2 The Constant Workplace
I should go to bed, but I know that quiet time is precious so out comes the laptop again. I let my fingers loose on the keyboard and go in search of my writing mojo. This is another disadvantage to working from home. You’re never away from your job. It’s always there, either in the room with you or lurking on the other side of a door like the big hairy closet monster you have to check for before the kids will go to sleep.
Close your eyes and imagine your boss, the people you work with, and all of the work you do, standing behind a door in your house, gently tapping on the wood to remind you they are there and need dealing with. That’s what it’s like to work from home.
1 Looking On The Brightside
Tonight is a good one.

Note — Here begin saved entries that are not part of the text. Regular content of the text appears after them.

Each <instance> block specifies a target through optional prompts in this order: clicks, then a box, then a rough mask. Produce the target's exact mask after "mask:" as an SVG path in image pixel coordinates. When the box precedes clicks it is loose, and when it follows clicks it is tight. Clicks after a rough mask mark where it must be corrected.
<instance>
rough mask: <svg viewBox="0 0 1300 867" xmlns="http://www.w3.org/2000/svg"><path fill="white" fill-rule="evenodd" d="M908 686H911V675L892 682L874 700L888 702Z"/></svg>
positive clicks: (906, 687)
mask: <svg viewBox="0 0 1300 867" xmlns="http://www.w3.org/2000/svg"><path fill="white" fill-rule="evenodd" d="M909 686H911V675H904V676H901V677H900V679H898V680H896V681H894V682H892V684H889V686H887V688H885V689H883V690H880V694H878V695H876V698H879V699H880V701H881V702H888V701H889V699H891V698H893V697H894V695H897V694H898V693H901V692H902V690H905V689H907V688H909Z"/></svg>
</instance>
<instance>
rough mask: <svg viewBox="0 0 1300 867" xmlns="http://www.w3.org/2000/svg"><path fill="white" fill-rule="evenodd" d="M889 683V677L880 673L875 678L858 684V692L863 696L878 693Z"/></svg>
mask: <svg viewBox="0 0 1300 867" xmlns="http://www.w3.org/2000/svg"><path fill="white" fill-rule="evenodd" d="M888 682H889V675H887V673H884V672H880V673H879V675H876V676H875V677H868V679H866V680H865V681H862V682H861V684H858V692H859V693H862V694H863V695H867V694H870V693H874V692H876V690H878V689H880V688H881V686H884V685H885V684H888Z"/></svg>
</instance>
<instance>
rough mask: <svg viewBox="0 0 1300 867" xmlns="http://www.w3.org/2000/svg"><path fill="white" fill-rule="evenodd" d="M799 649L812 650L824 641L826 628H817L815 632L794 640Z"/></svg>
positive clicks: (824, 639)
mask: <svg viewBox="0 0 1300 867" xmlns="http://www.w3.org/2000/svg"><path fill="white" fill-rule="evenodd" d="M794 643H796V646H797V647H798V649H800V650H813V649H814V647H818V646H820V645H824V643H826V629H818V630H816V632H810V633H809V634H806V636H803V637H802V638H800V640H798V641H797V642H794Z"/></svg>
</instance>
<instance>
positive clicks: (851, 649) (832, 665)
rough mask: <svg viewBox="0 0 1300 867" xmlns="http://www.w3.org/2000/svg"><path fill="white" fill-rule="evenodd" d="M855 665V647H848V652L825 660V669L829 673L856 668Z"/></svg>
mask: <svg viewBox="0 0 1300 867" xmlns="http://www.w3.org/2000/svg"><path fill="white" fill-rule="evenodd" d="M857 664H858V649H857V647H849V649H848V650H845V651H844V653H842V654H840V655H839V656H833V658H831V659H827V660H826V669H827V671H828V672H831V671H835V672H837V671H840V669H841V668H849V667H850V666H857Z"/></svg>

Nobody is worried about monsters in the closet or itchy labels in their PJ’s, so it is almost eleven before I realize it’s not my glasses that are smudged but my eyes that are going blurry.
There’s just time to consider the fact that I still didn’t eat healthily, get in any exercise, or do anything to win a Mom Of The Year award, but I did manage to keep everyone alive, and right now that feels like a win. At this point, I’ll take what I can get. Maybe things will be different tomorrow. Or perhaps the next day, or the next. Being a WAHM is a 24/7 gig so be prepared to live in a perpetual Groundhog Day where the people might age but the work, the guilt, the conflicting demands, and the yearning for an adult conversation during the day never ends.
Reference: This one mom's experience.